It should have been impossible to be as aroused as I was while also in mind-numbing pain. My leg ached terribly, to say nothing of the pokers of hot fire that shot through my shin if I shifted at all. At least my head had stopped hurting. I'd never missed Isolde and her bright, beautiful healing magic more. And still, the heat of Arran's body pressed up against mine was slowly devouring me from the inside out.

His throaty groans were certainly not helping things.

I forced myself to focus on the communication crystal in my hand.

I muttered the incantation quickly, sighed with relief when the crystal began to glow bright white.

I felt Arran's sharp intake of breath, then the slower release as he caught himself, trying hard not to move me even a fraction of an inch for fear of causing me pain. Brutal Prince, and overprotective skoupuma mother. High King of Annwyn… and my love. My mate.

Cyara's tentative voice spared me that line of thought.

"Veyka?" she said into the darkness of the cave, the crystal quivering with light. It didn't do much, illuminating our thighs pressed together. The light did not reach past my knee—thank the… whoever. I did not want to see the mess Arran had had to sort out.

Nor did I allow myself to look up at his face.

"Yes, I am here," I said, fingers closing tight around the crystal. "As is Arran."

Several beats of silence. "And everyone else?"

Arran made a sound low in his throat. He wasn't the sort to shift about under the weight of other's judgment or expectations. But I could tell from the way his muscles tensed that he was uncomfortable.

And I could not resist needling him. It was almost as good as kissing him.

"We are alone," I told Cyara.

"And you are contacting me?"

Arran's chest contracted as he stifled another groan.

"We are trapped in a solabear cave," he said.

Several months of silence passed. I heard the soft sound of Arran opening his mouth, but the words came directly into my mind, rather than my ears. Will she hear everything we say?

Are you worried? I shot back.

Before he could respond, I spoke aloud. "We will be out by the time you can send help from Eilean Gayl."

There was no pause in Cyara's response this time. "Why can't you get yourself out using the void?"

Shit.

Now I was the one leaving long, heavy pauses.

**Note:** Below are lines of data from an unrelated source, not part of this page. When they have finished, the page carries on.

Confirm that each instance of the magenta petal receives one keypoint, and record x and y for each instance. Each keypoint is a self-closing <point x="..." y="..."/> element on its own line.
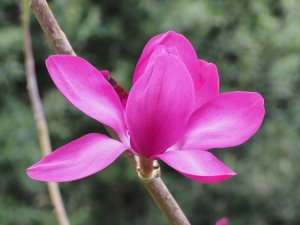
<point x="87" y="89"/>
<point x="159" y="104"/>
<point x="77" y="159"/>
<point x="228" y="120"/>
<point x="169" y="39"/>
<point x="223" y="221"/>
<point x="201" y="166"/>
<point x="208" y="86"/>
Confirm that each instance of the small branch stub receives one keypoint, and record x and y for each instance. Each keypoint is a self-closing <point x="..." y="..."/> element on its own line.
<point x="147" y="169"/>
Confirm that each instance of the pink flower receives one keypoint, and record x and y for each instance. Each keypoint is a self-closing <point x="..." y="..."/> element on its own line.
<point x="174" y="112"/>
<point x="223" y="221"/>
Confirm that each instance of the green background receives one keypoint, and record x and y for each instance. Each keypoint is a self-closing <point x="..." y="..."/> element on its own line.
<point x="255" y="45"/>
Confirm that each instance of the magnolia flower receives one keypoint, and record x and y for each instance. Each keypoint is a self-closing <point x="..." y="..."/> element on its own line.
<point x="223" y="221"/>
<point x="174" y="113"/>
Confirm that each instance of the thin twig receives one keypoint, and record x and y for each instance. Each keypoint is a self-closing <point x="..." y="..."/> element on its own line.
<point x="61" y="45"/>
<point x="39" y="117"/>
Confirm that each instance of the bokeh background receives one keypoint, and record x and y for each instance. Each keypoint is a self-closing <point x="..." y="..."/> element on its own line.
<point x="255" y="45"/>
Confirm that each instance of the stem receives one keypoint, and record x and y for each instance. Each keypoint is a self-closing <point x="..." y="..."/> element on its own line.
<point x="61" y="45"/>
<point x="39" y="117"/>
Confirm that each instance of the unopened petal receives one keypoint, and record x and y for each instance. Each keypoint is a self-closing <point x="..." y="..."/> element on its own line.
<point x="77" y="159"/>
<point x="207" y="87"/>
<point x="159" y="104"/>
<point x="223" y="221"/>
<point x="201" y="166"/>
<point x="228" y="120"/>
<point x="169" y="39"/>
<point x="87" y="89"/>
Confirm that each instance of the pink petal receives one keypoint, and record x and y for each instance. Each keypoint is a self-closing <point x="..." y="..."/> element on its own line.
<point x="169" y="39"/>
<point x="208" y="86"/>
<point x="86" y="88"/>
<point x="159" y="104"/>
<point x="201" y="166"/>
<point x="77" y="159"/>
<point x="228" y="120"/>
<point x="105" y="74"/>
<point x="223" y="221"/>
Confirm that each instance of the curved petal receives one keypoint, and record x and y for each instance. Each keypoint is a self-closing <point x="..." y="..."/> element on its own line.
<point x="201" y="166"/>
<point x="169" y="39"/>
<point x="228" y="120"/>
<point x="86" y="88"/>
<point x="77" y="159"/>
<point x="208" y="86"/>
<point x="159" y="104"/>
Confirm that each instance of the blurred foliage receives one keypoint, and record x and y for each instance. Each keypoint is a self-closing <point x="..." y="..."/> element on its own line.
<point x="256" y="46"/>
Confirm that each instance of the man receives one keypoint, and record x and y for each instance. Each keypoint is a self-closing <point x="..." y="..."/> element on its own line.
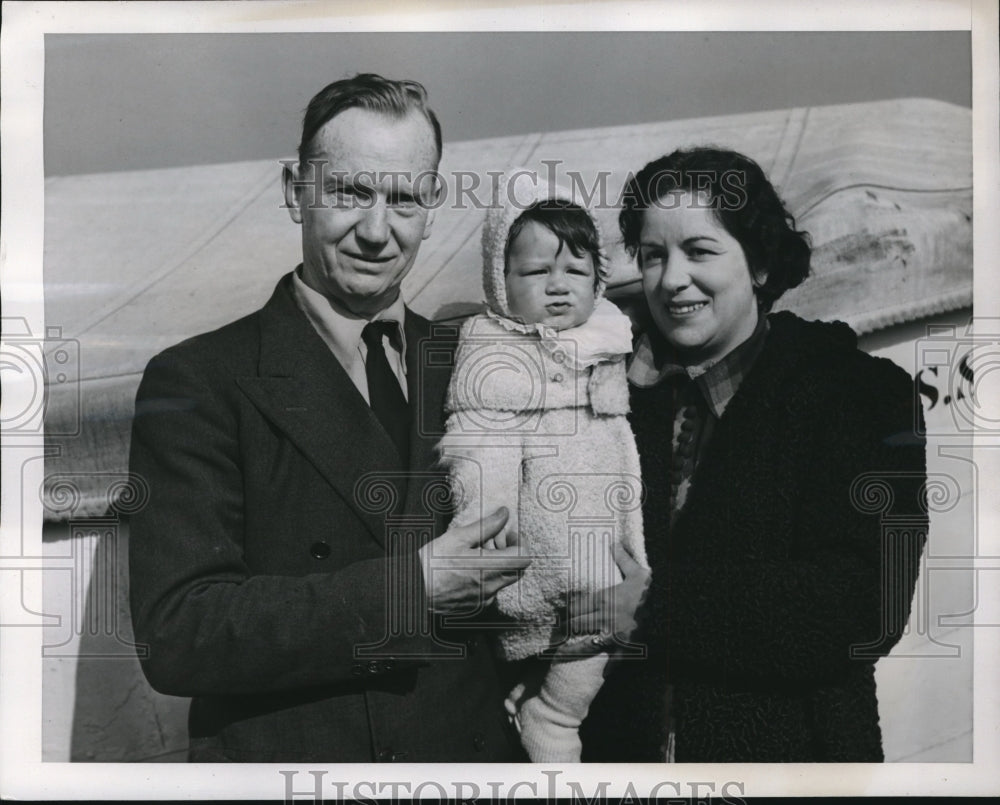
<point x="284" y="569"/>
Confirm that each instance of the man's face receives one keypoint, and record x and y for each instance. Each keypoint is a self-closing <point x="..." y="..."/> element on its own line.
<point x="363" y="205"/>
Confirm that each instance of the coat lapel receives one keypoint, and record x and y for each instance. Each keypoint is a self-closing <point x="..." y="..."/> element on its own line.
<point x="429" y="358"/>
<point x="305" y="392"/>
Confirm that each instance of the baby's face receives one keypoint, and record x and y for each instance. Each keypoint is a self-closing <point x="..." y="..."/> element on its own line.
<point x="546" y="285"/>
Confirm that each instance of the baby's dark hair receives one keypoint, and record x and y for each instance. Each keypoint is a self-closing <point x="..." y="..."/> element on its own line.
<point x="569" y="222"/>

"She is injured. But she will be fine." Arran spoke with such certainty—as if he had not been begging me to wake mere minutes before. I had barely let myself believe it, the yearning in that plea that had echoed in my heart in the half-conscious moments before opening my eyes. It almost sounded as if he…

Nope. No way. I could not allow myself to go there.

Maybe there was something resembling trust beginning to grow between us again. Mutual respect, perhaps. But not love. Not yet.

I fought back the sob that rose in my chest. "See," I ground out. "If Arran says I will fine, you know it is true."

Arran tensed—recognizing the strain in my voice.

If Cyara did as well, I could not tell over the chastising. "In all the time you've been in my care, you have never once been injured. As soon as you leave me behind, you are trapped in a cave and hurt."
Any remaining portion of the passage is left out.